Comment 16 Josh Bressers 2005-09-16 18:23:25 UTC
I spent some time looking into this today.  If I enable SELinux on my FC4
machine, I can use my password, or the root password to unlock the screen.  With
SELinux disabled I can only use my password to unlock the screen.

Comment 17 Daniel Walsh 2005-09-16 19:29:42 UTC
This is a side effect of bug 168180.  Xlock tries to use the root password to
unlock but unix_chkpwd refuses to check when selinux is disabled.  When it is
enabled it checks.   unix_chkpwd is being fixed to work the same with or without
selinux, but xlock should ifdef out the code that tries to login as root.

Dan

Comment 20 Ray Strode [halfline] 2005-09-16 20:43:19 UTC
Hi Tom,

This issue should be fixed in tomorrow's rawhide.

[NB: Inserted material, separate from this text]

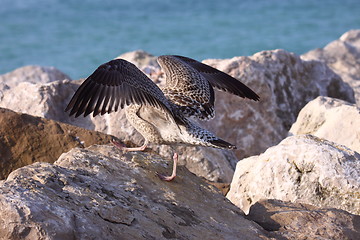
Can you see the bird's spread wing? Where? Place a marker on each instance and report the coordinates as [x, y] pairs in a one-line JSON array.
[[190, 83], [221, 80], [113, 84]]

Comment 21 Jamie Zawinski 2006-05-15 04:49:47 UTC
Ray, you said:

> Actually, the root password shouldn't be able to break the screen lock.  That
> causes various security problems. 

Um... no it doesn't, it just thows a pointless and easy-to-circumvent roadblock in front of the admin.

If someone who *knows the root password* wants to un-lock the screen, they can do it any number of 
ways.  First, they can just type the root password into xscreensaver.  Or, if you've decided to disable 
that, then they can go to a VT, log in as root, and do "killall xscreensaver".

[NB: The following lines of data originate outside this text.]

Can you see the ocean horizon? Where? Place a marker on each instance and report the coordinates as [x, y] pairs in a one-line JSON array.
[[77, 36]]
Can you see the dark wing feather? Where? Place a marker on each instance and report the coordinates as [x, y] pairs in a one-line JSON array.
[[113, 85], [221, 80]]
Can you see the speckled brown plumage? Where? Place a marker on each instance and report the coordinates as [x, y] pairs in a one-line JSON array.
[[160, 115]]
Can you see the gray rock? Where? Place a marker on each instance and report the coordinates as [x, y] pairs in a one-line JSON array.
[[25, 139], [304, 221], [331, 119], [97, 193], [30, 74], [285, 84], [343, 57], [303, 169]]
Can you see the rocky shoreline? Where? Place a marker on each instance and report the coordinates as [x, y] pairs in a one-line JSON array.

That latter is worse because:
A) now the admin is annoyed that they had to do so much more typing for no reason;
B) now xscreensaver is no longer running at all, meaning the screen will not auto-re-lock, and security 
has been reduced.



Comment 22 Tomas Mraz 2006-05-15 06:55:59 UTC
Sorry Jamie but you are not right.

Without a trusted path (such as Ctrl+Alt+Del key combo in Windows) which would
open a trusted password dialog I as root cannot simply enter my password to
user's xscreensaver. It could easily log the root's password for the user. The
switch to another console provides the trusted path.

To solve the problem B you could for example provide a signal handler for
SIGUSR1 which would only unlock the screensaver and didn't kill it.